Rabbi Duran-Astruc, Abba Marhi’s grandson, went to live on the Island of Majorca itself, where his son, Rav Avraham, was born in the capital, Palma, and where his son, in turn, Rabbi Astruc (also known as Astrugon) was the rabbi of the community of Palma.

This point in history began a dark time for the Jews of Majorca, who had always been famous for their map-makers and sea-faring merchants. In advance of what would later become widespread throughout Spain, the Church conducted a pogrom of forced conversions by the sword in Majorca in 1435, during which all the Jews there were either killed or forcibly converted to the Catholic belief. Rabbi Astrugon, as leader of the community, was publicly burned at the stake in an auto-da-fé or “act of faith.”

When I read this, I was shocked and greatly saddened. Imagine the courage that this must have taken, to stand up in such a heroic way. I still inwardly shudder when I think about it.

Since learning of this, I have been lighting a candle for Rabbi Astrugon and do mitzvot in his merit, contemplating the supreme sacrifice he made by choosing to die in the flames rather than profess belief in something other than the One G‑d.

I asked myself again, could this have been an ancestor, or someone in the family? Could perhaps his supreme sacrifice have paved the way for our family to return to Judaism after 500 years?
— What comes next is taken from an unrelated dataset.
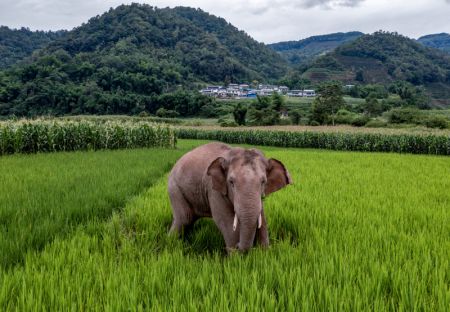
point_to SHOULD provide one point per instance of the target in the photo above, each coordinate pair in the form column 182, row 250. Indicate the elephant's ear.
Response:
column 217, row 171
column 277, row 176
Because the fact that we did return is nothing short of miracle.

Meanwhile, during this whole journey of discovery, I made another journey: coming to live in Jerusalem, where I feel very close to G‑d. Not only does He direct my path, as He always does, but one can openly see it and feel it, and I feel doubly blessed.

Recently, I’ve had the great merit to assist a rabbi here in Jerusalem who helps Spanish converts. This has been very rewarding for me since it allows me to feel that I can “give back” in a direct and meaningful way for what G‑d has done for me and my family.

Soon after I started this work, I began having recurring dreams that were vague, but I had them every night for a week.

In my dream, which felt like it was coming from the very distant past, I sensed a strange, ancient energy and that someone wanted me to do something. I vaguely saw two graves. The dream kept repeating, so I didn’t forget it.

Fast-forward six months, and now, the rabbi that I’ve been assisting is in the middle of construction on a new building for his community. I had the idea to ask him to inscribe a plaque there in memory of Rav Astrugon, who gave his life al Kiddush Hashem—in merit of all those who sacrificed for the true belief in One G‑d. I asked for Rav Abba Marhi as well since he labored so hard to try to prevent the Spanish assimilation.

The rabbi agreed to the plaques, andThe dreams have stopped somehow, the dreams have stopped. I’m left, from all this, with a very real sense that I do indeed have Jewish ancestors that look down from their place on high and care very much about what I do. I like to imagine that they get tremendous pleasure that finally, we have “come home.”

For now, in our times, there has come to be a veritable “explosion” in that many, many Spanish-speaking people from all over the world are converting to Judaism.

The path to conversion hasn’t been easy for many of these people; in fact, it’s often a very long and difficult road to get to their goal. When I hear their stories of how many have sacrificed much effort to embrace the ways of the Torah, I am struck by how much conviction these people have. Where did this come from? I like to think that it must have been forged in the fires of those conversos or crypto Jews who gave their very lives to prove their unshakable faith in the One G‑d.

(Dedicated in memory of Rabbi Abba Marhi Astruc and Rabbi Astrugon Astruc.)